A recent national survey of scientists at U.S. colleges and universities has revealed a pattern of racial profiling among scientists of Chinese and Asian descent.
The study underscored a climate of fear as the U.S. government investigates more scientists of Chinese descent suspected of espionage, though such cases have repeatedly been dismissed. In addition, the study showed such profiling has slowed global collaborations, jeopardizing the country’s competitiveness.
“This is a story of scientists who feel like their work is being compromised, who fear largely that they will be charged and jailed and investigated,” said Dr. Jenny Lee, professor of educational policy studies and practice at the University of Arizona. Lee is one of the study’s authors.
She and her research team partnered on the study with Committee of 100, a nonprofit organization of leading Chinese Americans. This summer, the researchers sent a blind survey to scientists both of Chinese and non-Chinese descent, including faculty, postdoctoral fellows, and graduate students. Across the country, 1,949 scientists responded.
“We kept hearing anecdotally about Chinese American scientists and Chinese scientists being fired without cause or leaving the U.S. because it felt hostile or stopping their interactions with China out of fear,” said Zhengyu Huang, president of the Committee of 100. “But we wanted a way to survey scientists and see the trends, so we decided to do this research.”
Titled “Racial Profiling Among Scientists of Chinese Descent and Consequences for the U.S. Scientific Community,” the study found that scientists of Chinese and Asian descent reported far more racial profiling from the U.S. government, greater difficulty in securing research funds, and heightened fear of surveillance by the U.S. government compared to non-Asian scientists.
“The numbers completely bore out the anecdotes,” Huang said. “If we talk about a new Red Scare, this is it.”
Lee added that the research team anticipated some evidence of racial profiling. But she said that she was surprised at just how stark the differences were between scientists of Chinese descent and those who were not.
“There was also no significant difference between U.S. citizens of Chinese descent and Chinese citizens, so this is racial profiling that is also affecting Americans,” said Lee.
She and Huang noted that the past few years have brought policies reflecting greater suspicions of the Chinese government. In 2018, the Department of Justice launched the China Initiative with the intent to curb economic espionage and protect national security. But under the Initiative, researchers of Chinese descent have been scrutinized with their cases repeatedly dismissed.
For example, a few weeks ago, Dr. Anming Hu, an engineering professor at the University of Tennessee at Knoxville, was acquitted of federal charges. Hu had been wrongfully accused of hiding a relationship with a Chinese university while receiving research grants from NASA, a judge ruled. Following the acquittal and pressure from faculty, the University of Tennessee offered to reinstate Hu.
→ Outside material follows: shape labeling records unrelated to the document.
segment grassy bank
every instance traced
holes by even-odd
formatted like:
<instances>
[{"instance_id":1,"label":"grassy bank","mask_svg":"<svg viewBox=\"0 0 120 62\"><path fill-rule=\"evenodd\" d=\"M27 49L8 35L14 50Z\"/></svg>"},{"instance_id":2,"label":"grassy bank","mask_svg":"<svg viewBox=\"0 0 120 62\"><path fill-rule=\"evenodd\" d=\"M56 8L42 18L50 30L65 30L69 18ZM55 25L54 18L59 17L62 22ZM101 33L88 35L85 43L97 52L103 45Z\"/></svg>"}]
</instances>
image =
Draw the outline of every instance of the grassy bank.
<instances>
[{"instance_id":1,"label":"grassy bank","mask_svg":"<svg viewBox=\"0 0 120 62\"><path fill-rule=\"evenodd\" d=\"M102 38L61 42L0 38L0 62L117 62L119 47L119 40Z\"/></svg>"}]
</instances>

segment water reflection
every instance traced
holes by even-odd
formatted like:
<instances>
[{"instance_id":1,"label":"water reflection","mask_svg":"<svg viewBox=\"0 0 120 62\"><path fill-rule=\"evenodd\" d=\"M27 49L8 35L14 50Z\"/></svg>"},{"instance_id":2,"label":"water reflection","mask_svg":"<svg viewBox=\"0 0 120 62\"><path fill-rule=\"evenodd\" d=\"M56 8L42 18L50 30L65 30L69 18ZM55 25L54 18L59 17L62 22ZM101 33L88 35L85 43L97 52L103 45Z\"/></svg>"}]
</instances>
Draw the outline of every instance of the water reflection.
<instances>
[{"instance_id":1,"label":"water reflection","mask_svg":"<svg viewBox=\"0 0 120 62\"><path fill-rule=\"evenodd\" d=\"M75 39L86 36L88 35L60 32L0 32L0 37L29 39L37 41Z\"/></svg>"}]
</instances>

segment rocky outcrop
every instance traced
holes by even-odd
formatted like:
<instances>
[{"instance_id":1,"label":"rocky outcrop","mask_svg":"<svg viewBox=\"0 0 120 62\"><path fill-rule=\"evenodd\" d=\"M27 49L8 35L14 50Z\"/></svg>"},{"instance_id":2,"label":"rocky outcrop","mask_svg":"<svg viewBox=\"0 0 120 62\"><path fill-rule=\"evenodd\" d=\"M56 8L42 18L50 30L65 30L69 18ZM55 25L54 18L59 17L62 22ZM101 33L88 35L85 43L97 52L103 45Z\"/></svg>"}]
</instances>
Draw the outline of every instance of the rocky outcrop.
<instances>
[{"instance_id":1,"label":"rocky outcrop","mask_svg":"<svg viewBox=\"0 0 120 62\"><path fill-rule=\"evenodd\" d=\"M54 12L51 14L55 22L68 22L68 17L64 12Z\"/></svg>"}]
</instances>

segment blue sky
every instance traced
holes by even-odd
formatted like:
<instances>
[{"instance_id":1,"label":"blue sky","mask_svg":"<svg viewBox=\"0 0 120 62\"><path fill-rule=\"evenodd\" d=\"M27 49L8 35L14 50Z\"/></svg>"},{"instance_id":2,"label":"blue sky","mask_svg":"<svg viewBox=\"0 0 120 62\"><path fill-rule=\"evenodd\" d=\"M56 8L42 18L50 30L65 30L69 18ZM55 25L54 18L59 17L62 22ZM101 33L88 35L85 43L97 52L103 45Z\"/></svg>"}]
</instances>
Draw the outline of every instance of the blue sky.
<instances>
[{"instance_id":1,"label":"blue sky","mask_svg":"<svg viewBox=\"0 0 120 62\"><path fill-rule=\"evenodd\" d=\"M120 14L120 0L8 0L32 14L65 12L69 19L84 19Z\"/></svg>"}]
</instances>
Experts say confusions remain rampant around what Chinese ties researchers are supposed to disclose to the government with regard to federal funding. This has sparked widespread concern among advocates that the still-active China Initiative does not protect national security so much as infringe on civil liberties.
“How do we ensure we protect intellectual property in the right way? Because our civil liberties are important,” said Huang. “We need to make sure that national origins and ethnicities don’t play a role.”
The study’s results underscored how fears of surveillance by the U.S. government have also been slowing down or halting research collaborations with partners in China. The authors pointed out that this chilling effect risks hurting rather than helping the country’s global competitiveness.
“We were able to demonstrate that this also has a broader effect on the U.S.’s ability to continue to be a leader in global science,” said Lee. “There are multiple accounts of individuals who are less inclined to pursue federal grants and to partner with China. Scientists know that science is very global, and so reducing your work to domestic knowledge and domestic data raises concerns.”
Lee additionally said that the study found many scientists are considering leaving the U.S. in part due to that climate of fear. And that could spell a huge loss to the country.
“This was mostly among graduate students and postdocs already on temporary visas,” said Lee. “But I was surprised to also see comments from American scientists of Chinese descent who felt that they would thrive more in other parts of the world. And that includes China.”
Dr. Ann Chih Lin, an associate professor of public policy at the University of Michigan (UM), ran a similar survey of racial profiling among researchers of Asian descent. But her team surveyed faculty at UM rather than across the country. The results paralleled much of what Lee and the Committee of 100 found in their national study.
“At UM, we found that 64% of faculty surveyed did not feel safe as Chinese-origin academic researchers in the U.S.,” said Lin. “I don’t think our results should be read as a complaint about the university feeling unsafe, but I do think the university has not fully understood the scope of it.”
Like Lee, Lin stressed that the results of both surveys point to the intellectual losses at stake.
“We would like universities to be more proactive in making the case that America’s national and economic security is best assured by continuing to support open science and research rather than engaging in a witch hunt to investigate which people might be suspicious,” said Lin. “That’s shooting ourselves in the foot.”